One day, while chatting to Al-Bassam about the case, I mentioned an article written by a professor, Hal Abelson, who had chaired a committee investigating MIT’s role in the affair. Abelson absolved MIT and described Swartz as “dangerously naive about the reality of exercising [his
technical] power, to the extent that he destroyed himself.”23 Appalled, I responded on a popular techblog: “The true naivety here was Abelson’s. His failure to attribute any blame to the unfair, aggressive and excessive federal prosecution, instead characterizing it merely as ‘vigorous,’ was as appalling as using a descriptive word that one should reserve for a workout.”24 Al-Bassam replied: “‘Dangerously naive about the reality of exercising power, to the extent that he destroyed himself’ is a statement that should be applied to the prosecution, not Aaron Swartz.”

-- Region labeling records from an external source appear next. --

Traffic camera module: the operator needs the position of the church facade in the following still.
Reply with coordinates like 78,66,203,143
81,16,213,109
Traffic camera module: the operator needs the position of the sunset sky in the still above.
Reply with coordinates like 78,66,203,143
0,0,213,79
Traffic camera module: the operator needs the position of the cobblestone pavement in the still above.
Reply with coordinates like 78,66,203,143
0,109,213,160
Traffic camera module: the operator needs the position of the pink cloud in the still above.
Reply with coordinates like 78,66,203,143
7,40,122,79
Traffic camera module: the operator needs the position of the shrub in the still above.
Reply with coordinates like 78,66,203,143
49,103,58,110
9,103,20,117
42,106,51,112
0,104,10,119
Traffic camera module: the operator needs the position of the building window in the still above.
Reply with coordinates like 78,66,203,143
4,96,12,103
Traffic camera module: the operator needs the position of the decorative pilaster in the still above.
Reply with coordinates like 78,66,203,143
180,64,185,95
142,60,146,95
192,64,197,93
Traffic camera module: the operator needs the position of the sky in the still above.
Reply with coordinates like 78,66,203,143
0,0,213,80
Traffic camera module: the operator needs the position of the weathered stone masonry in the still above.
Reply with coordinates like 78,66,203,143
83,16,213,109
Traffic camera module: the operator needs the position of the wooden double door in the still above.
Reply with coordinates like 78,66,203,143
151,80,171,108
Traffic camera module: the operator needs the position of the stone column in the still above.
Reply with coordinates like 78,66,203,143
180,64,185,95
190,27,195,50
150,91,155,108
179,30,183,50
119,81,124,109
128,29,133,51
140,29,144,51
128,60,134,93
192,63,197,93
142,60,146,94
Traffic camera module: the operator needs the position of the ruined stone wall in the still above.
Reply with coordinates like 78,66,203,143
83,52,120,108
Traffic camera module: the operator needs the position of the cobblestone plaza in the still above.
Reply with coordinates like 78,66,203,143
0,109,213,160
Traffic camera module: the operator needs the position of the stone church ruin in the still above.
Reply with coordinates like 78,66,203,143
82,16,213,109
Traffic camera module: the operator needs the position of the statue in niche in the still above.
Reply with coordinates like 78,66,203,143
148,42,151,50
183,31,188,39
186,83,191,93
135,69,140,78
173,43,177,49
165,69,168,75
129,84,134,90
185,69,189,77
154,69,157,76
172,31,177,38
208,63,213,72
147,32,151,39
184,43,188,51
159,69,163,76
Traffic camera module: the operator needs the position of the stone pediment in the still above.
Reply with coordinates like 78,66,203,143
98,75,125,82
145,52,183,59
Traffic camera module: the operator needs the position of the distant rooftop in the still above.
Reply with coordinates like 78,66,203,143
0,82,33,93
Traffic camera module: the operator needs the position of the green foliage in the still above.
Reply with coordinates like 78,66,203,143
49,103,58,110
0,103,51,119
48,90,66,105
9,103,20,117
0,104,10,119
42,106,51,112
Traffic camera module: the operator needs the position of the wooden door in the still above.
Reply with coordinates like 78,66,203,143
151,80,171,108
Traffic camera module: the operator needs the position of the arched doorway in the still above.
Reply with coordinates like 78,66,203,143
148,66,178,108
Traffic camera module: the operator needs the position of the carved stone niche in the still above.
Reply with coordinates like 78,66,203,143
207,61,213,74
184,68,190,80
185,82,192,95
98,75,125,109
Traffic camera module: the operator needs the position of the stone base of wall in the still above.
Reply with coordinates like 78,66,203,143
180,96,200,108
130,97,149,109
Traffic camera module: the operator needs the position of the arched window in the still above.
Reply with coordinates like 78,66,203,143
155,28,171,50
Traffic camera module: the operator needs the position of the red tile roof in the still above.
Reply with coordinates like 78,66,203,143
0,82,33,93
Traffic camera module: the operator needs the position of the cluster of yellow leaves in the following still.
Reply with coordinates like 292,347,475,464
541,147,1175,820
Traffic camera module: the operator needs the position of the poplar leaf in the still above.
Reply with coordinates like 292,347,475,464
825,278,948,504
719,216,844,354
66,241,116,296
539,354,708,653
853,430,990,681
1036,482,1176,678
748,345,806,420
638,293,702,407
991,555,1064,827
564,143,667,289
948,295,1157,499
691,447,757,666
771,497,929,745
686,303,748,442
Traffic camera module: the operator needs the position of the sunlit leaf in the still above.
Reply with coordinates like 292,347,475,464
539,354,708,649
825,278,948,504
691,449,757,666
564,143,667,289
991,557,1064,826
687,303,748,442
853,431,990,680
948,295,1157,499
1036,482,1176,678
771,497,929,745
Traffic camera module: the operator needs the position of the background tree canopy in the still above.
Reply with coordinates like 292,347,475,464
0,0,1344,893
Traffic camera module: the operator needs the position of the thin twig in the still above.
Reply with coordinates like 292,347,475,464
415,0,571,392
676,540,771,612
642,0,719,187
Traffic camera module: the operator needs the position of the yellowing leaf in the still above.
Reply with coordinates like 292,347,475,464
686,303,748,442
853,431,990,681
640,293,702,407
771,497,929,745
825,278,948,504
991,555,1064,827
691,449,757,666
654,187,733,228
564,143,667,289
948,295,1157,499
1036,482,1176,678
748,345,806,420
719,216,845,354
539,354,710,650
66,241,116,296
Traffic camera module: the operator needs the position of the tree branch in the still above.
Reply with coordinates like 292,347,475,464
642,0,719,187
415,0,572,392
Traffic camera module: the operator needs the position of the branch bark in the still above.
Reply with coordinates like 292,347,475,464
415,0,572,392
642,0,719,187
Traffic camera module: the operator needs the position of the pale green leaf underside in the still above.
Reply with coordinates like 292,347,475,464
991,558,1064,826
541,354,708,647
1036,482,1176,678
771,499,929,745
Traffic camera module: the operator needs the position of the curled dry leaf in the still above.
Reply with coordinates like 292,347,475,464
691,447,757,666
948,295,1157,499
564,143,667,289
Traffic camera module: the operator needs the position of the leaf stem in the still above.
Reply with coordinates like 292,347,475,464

Al-Bassam—tflow—had experienced firsthand the force of the law knocking at his door, and did so after months of engagement in direct action for causes he believed in. It is not surprising that youthful sensibilities are the source of so much creative political energy. Such energy can be harder to sustain as one’s idealism bumps up against the horrific realities of the problems plaguing our world, coinciding with the saddling of more and more day-to-day responsibilities. But if youthful idealism makes someone proceed in attempts to tackle the enormity of our problems, then we need more, not less, youthful “naïveté.”
Smashing Stereotypes
Adnon, tflow, and Slim are three Anonymous activists. Anonymous is not the white, middle-class, American boys’ club of everyone’s default imagination. Hard numbers are impossible to come by, but those Anons I have met and those unmasked by arrests are a motley bunch (incidentally, motley refers to trickster clothing, the court jester’s multicolored smock). If, in addition to these three men, we consider the cohort of hackers Al-Bassam worked with in #internefeds (and later, LulzSec) now known due to arrests, the heterogeneity becomes more pronounced. Among their ranks was a Puerto Rican living in towering public housing project of New York (he was also an occasional drug dealer and a foster father to his nieces); two Irish chemistry students, one whose radical political views were influenced by a father who was a member of the Irish Republican Army who had been jailed for six years; a Scotsman, who for much of his time in Anonymous lived on the remote Isle of Yell; and a twenty-five-year-old man, Kayla, who served in the British military in Iraq and performed a female gender online.